Blue: interocular distance, Green: carapace width, Red: carapace length

Descriptive Statistics

# Load the full data set
load("morpho_complete.Rdata")

# Eliminate factor variables & untransformed weights from full dataset
morpho <- morpho_complete[,-c(1,2,6)]

morpho.stats <- round(stat.desc(morpho, basic = FALSE), digits = 3)
kable(morpho.stats, caption = "Descriptive Statistics") %>%
  kable_styling(bootstrap_options = c("striped", "hover", "condensed", "responsive"), full_width = F)

Descriptive Statistics
	interoc	cwidth	clength	T.weight
median	0.798	2.975	3.706	1.740
mean	0.799	2.991	3.691	1.742
SE.mean	0.005	0.020	0.020	0.004
CI.mean.0.95	0.011	0.039	0.039	0.008
var	0.002	0.028	0.028	0.001
std.dev	0.046	0.166	0.167	0.033
coef.var	0.058	0.055	0.045	0.019

pairs.panels(
  morpho,
  main = "Wolf Spider Morphometrics - Correlation Summary",
  gap = 0, # set to zero for no gap between plot panels
  lm = TRUE, # draw linear regression lines for pairs
  stars = TRUE, # display significance
  bg = c("red", "blue")[morpho_complete$sex], # color based on sex 
  pch = 21) # data point shape

Covariance or Correlation?

PCA is a dimensionality reduction technique that allows us to see latent patterns in the data. To do this, the PCA is based heavily on concepts in linear algebra: eigenvalues and eigenvectors are at the heart of the PCA. First, we need to establish whether the metrics in our dataset are like or mixed. If the dataset contains the same units of measure across all of the variables – i.e. all variables are weights in grams – we standardize the data via mean-centering and employ a covariance matrix. However, if our data contains mixed units – like the morphometric data in this example – we mean-center the data, divide by the standard deviation, and employ a correlation matrix. Which matrix you choose becomes essential when setting the parameters of the built-in PCA functions in R.

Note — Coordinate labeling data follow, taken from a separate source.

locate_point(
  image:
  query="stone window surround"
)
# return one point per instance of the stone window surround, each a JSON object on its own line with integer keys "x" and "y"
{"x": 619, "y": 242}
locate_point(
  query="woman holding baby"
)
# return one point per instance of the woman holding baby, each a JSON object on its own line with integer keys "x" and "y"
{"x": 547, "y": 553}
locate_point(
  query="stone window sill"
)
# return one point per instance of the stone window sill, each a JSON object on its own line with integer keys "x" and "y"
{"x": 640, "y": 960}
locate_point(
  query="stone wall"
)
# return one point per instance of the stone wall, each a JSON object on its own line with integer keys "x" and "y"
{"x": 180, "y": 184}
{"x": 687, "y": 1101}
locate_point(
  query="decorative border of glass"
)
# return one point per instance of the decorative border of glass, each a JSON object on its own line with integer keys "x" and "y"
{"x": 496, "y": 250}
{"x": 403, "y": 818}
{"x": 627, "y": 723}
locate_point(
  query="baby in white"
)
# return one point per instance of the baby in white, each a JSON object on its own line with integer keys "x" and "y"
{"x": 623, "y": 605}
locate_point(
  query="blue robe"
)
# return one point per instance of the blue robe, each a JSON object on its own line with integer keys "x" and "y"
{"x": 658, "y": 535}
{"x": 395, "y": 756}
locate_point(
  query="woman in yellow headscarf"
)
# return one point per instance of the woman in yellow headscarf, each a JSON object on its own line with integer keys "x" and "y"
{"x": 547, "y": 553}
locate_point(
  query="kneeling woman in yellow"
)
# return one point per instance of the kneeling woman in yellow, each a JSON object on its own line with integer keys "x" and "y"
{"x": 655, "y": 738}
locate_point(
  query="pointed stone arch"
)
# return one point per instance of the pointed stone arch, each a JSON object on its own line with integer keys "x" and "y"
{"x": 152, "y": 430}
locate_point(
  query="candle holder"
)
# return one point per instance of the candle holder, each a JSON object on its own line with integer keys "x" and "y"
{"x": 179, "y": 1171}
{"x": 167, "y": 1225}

Our data has mixed metrics - weight (mg) and linear measures (mm).

Standardize the Data: Mean-center and Divide by the Standard Deviation

standardize <- function(x) {(x - mean(x))/sd(x)}

# Eliminate factor variables & untransformed weights from the scaled data
my.scaled.data <- as.data.frame(apply(morpho, 2, standardize))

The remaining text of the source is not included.